Dennoch raten die großen Beratungseinrichtungen dazu, die von der Kasse finanzierten Vorsorge-Angebote in Anspruch zu nehmen:
Früherkennungsangebote der gesetzlichen Krankenkasse
Art der Untersuchung: Ganzkörperuntersuchung der Haut
Zielgruppe: Frauen und Männer ab 35 Jahren
Untersuchungsintervall: alle zwei Jahre
Möglichkeit 1
Art der Untersuchung: Stuhluntersuchung (Schnelltest auf verborgenes Blut im Stuhl)
Zielgruppe: Frauen und Männer von 50 bis 54 Jahren
Untersuchungsintervall: jährlich
Möglichkeit 2
Art der Untersuchung: Koloskopie (Darmspiegelung)
Zielgruppe: Frauen und Männer ab 55 Jahren
Untersuchungsintervall: zwei Koloskopien im Abstand von zehn Jahren
Art der Untersuchung: Abstrich am Gebärmutterhals
Zielgruppe: Frauen ab 20 Jahren
Untersuchungsintervall: jährlich
Möglichkeit 1
Art der Untersuchung: Abtasten der Brust
Zielgruppe: Frauen ab 30 Jahren
Untersuchungsintervall: jährlich
Möglichkeit 2
Art der Untersuchung: Mammographie im Rahmen des nationalen Mammographie-Screening-Programms
Zielgruppe: Frauen von 50 bis 69 Jahren
Untersuchungsintervall: alle zwei Jahre
Art der Untersuchung: Abtasten der Prostata (digitale rektale Untersuchung)
Zielgruppe: Männer ab 45 Jahren
Untersuchungsintervall: jährlich
In jedem Fall sollten sich Patienten nicht vorschnell und uninformiert für eine Vorsorge-Untersuchung entscheiden. „Wir raten den Patienten immer dazu, das Gespräch mit dem Arzt zu suchen“, sagt GKV-Sprecherin Ann Marini. Wichtig seien vor allem folgende Fragen:
- Was bringt mir die Untersuchung?
- Wie geht es weiter, wenn der Befund positiv ausfällt?

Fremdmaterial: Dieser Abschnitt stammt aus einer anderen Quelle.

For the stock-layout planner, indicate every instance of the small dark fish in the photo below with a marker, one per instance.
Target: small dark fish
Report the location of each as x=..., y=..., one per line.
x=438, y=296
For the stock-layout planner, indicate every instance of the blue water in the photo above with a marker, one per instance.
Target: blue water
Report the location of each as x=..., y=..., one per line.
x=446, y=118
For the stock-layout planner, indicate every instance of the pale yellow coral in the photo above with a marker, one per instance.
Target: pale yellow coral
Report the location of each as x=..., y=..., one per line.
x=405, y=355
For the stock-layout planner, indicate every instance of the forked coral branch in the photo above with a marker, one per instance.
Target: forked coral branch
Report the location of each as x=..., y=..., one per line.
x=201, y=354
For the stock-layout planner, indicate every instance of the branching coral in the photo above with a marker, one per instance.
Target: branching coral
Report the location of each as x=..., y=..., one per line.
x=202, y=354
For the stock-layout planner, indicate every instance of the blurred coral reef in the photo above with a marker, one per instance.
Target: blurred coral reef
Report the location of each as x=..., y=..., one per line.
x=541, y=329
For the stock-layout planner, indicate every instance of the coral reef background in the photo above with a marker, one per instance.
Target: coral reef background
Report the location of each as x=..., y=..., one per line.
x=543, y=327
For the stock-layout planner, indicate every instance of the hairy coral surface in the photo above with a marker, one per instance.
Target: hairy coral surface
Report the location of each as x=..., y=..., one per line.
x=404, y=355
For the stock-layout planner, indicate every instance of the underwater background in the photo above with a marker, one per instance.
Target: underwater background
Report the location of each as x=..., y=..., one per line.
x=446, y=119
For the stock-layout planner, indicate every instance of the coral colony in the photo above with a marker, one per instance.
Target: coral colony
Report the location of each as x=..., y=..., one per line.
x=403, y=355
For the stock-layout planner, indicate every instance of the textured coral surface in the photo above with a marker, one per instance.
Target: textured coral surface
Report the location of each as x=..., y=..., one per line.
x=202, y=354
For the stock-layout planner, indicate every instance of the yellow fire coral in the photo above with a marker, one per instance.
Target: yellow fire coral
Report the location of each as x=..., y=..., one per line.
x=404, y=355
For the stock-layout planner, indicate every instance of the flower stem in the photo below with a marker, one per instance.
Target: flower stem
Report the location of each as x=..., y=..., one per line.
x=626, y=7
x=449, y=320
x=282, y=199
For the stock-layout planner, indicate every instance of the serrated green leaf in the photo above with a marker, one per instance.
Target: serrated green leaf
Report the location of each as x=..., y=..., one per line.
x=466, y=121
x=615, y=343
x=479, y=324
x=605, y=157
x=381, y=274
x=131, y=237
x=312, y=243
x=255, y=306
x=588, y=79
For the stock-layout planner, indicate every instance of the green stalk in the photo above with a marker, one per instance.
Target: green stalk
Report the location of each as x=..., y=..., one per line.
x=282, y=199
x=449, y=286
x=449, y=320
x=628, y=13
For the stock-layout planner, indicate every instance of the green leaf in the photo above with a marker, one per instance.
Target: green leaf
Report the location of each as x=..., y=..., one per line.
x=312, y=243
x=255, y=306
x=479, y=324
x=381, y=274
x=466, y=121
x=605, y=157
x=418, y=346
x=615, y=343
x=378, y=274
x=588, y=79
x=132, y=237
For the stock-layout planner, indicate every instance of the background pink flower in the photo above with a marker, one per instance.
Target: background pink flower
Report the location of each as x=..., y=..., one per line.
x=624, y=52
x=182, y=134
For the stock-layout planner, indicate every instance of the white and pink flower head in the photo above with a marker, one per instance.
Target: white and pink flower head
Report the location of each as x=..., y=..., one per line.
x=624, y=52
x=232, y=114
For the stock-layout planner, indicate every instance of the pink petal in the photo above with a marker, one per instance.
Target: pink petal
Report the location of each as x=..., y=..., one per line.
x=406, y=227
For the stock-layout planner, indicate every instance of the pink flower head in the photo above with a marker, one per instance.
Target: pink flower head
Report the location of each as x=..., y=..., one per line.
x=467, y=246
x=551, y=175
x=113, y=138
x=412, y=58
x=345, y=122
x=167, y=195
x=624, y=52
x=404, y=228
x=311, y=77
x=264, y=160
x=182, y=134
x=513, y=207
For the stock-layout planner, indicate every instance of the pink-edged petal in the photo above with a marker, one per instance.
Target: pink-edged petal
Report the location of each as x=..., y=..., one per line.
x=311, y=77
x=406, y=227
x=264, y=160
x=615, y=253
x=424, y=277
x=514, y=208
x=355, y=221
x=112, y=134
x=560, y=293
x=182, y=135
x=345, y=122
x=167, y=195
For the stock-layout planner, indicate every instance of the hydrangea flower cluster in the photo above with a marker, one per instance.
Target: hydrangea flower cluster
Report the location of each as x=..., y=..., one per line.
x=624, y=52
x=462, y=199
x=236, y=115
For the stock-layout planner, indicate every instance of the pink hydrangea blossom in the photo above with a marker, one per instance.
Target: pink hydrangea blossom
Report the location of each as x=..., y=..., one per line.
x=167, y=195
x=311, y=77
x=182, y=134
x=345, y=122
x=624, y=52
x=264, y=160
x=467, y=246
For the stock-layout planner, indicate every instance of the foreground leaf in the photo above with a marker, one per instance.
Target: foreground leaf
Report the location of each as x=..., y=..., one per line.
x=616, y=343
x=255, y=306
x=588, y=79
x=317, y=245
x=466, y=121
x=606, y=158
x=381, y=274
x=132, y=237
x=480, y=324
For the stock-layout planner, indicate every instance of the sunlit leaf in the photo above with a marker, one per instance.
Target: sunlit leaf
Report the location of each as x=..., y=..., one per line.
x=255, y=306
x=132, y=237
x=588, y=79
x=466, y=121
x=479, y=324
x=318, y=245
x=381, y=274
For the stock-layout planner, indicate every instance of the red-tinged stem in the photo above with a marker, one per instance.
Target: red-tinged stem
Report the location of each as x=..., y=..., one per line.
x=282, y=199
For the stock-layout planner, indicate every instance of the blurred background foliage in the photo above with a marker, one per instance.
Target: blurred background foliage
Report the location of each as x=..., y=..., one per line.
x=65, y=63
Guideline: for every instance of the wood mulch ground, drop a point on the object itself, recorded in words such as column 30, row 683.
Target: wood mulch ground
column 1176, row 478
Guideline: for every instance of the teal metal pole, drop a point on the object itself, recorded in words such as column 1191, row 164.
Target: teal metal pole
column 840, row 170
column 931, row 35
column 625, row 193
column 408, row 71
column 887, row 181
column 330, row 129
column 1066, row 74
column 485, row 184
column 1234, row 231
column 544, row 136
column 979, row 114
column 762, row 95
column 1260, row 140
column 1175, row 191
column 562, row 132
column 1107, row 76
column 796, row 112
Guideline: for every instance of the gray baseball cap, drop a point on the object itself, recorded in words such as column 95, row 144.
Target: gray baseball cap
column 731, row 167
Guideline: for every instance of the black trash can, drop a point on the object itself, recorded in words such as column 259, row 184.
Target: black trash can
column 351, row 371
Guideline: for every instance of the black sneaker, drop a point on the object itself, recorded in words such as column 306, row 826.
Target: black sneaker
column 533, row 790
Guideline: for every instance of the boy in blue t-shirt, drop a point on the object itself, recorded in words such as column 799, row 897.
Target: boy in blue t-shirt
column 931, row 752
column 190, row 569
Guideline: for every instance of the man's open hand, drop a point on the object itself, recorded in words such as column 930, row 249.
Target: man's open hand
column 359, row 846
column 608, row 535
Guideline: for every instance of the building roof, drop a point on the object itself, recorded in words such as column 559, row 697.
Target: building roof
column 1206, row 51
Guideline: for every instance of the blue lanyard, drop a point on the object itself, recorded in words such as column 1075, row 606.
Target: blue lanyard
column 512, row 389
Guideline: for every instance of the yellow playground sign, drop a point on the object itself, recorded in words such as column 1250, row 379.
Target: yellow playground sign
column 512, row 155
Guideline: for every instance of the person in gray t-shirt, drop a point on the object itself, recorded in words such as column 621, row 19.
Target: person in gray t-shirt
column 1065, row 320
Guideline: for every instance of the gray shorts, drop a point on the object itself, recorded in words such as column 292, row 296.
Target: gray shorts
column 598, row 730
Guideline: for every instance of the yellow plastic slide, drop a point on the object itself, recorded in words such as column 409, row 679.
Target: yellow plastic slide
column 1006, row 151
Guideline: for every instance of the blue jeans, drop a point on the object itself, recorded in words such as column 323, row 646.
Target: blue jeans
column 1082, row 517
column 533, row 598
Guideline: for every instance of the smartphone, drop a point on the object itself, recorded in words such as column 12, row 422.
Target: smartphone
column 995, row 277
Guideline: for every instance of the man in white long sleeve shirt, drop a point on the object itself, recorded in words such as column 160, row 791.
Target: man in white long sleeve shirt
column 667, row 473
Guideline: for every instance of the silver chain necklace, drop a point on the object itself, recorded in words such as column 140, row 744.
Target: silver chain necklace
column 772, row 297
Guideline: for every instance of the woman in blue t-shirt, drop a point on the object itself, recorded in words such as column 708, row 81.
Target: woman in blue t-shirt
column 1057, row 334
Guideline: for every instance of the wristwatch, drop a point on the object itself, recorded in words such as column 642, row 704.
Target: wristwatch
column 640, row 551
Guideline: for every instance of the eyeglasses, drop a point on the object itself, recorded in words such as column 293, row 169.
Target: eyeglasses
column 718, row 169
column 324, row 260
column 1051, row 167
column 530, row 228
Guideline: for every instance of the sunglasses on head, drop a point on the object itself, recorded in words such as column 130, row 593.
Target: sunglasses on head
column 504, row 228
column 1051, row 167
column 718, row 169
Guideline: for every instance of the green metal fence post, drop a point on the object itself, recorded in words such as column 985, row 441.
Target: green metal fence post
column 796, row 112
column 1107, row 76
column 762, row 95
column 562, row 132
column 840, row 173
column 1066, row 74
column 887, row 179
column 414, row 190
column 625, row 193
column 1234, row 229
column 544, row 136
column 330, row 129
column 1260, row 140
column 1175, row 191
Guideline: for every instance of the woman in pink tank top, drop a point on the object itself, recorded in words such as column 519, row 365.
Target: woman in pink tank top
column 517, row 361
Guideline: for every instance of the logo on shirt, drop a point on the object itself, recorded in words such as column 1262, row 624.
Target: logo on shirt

„Außerdem sollte der Arzt in der Lage sein, eine medizinische Begründung für die empfohlene Vorsorge-Untersuchung anzubringen“, sagt Ann Marini.
Oft sei es auch sinnvoll, sich eine zweite Meinung einzuholen. „IGeL-Leistungen sind nie Untersuchungen, die sofort durchgeführt werden müssen. Oft lohnt es sich einen zweiten Arzt zu konsultieren oder sich erst einmal zu informieren, ob die Untersuchung wirklich nötig ist“, sagt Marini.
„Ich vermute, dass viele Patienten ihr Vertrauensverhältnis zu ihrer Ärztin oder ihrem Arzt nicht aufs Spiel setzen wollen und deshalb angebotene Leistungen bezahlen, auch wenn sie nicht wirklich davon überzeugt sind", sagt Christan Weymayr. Langfristig könnte jedoch die Autorität des Arztes leiden. So gaben in einer Untersuchung der Bertelsmann-Stiftung fast die Hälfte der Befragten an, dass sich das Vertrauensverhältnis zum Arzt durch das Anbieten von IGeL verschlechtert habe.
Da das auch nicht im Interesse der Mediziner ist, hat bereits ein Wandel eingesetzt. So bietet zum Beispiel die Kassenärztliche Bundesvereinigung (KBV) eine Checkliste für Mediziner an, um eben nicht in die Verkäuferrolle zu fallen. „Der Ton ist meist lange nicht mehr so werbend wie früher, und es wird darauf hingewiesen, dass man Nutzen und Schaden gegeneinander abwägen sollte“, sagt Weymayr.